Arkansas' unemployment rate slipped to a record 3.8 percent in January, the lowest level in the state's history, from 3.9 percent in December, U.S. Bureau of Labor Statistics said Friday.
The national unemployment rate was 4.8 percent in January.
Since 1957, as far back as data is available, Arkansas' unemployment rate has not been as low as 3.8 percent, according to the bureau.
The bureau initially reported that Arkansas' unemployment rate for May 2016 was 3.8 percent. But the bureau released its annual revisions with January's unemployment report, raising the May rate to 4.1 percent.
"We had a mixed report," said Michael Pakko, chief economist at the Institute for Economic Advancement at the University of Arkansas at Little Rock.
The good news included the record low unemployment rate and the monthly survey of about 800 households in the state that showed a decline of about 6,000 unemployed Arkansans compared with January last year, Pakko said.
But there were also about 2,300 fewer employed Arkansans from the previous January, which meant a drop in the civilian labor force of about 8,300 Arkansans.
"The labor force is beginning to shrink again," said Kathy Deck, director of the Center for Business and Economic Research at the University of Arkansas in Fayetteville.
Even though the decline in the labor force is more than it has been in recent months, it is essentially flat on a percentage basis -- down 0.6 percent -- from January 2015, said John Shelnutt, the administrator for economic analysis and tax research for the state's Department of Finance and Administration
"You can't make a big statement based on this decline at this point," Shelnutt said.
The revised data, which went back to 2010, showed a small but steady decrease in unemployment each month since March 2011, said Susan Price, a spokesman for the Arkansas Department of Workforce Services.
Nonfarm payroll jobs increased by 11,800 in January.
All of that increase came from two metropolitan areas in the state, Deck said. Northwest Arkansas had 9,000 more jobs than in January 2016 and central Arkansas added 2,800 jobs.

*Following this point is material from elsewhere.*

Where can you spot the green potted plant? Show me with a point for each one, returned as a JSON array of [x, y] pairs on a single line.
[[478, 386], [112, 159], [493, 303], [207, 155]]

All seven metropolitan areas added a total of 13,700 jobs, Deck said. So rural areas in the state lost a total of almost 2,000 jobs, Deck said.
Seven industry sectors in Arkansas had job gains in January compared with January last year. Four sectors had job losses.
The educational and health services sector added 6,500 jobs in the past year, by far the biggest increase in the state. Next was the professional and business services sector, which added 2,700 jobs.
Manufacturing added 2,100 jobs, the biggest one-year gain for the sector since January 2015, when manufacturing increased by 3,500 jobs.
Government had biggest annual loss with a decline of 1,600 jobs.
Construction is not positive compared with a year earlier, losing 200 jobs, Deck said.
That is despite home construction and a big push for infrastructure improvements, Deck said.
New Hampshire had the lowest unemployment rate in the country in January at 2.7 percent, followed by Hawaii at 2.8 percent, Colorado and South Dakota at 2.9 percent each and North Dakota at 3 percent.
New Mexico had the highest unemployment rate at 6.7 percent, followed by Alaska at 6.5 percent, Alabama at 6.4 percent, Louisiana at 5.9 percent and Illinois at 5.7 percent.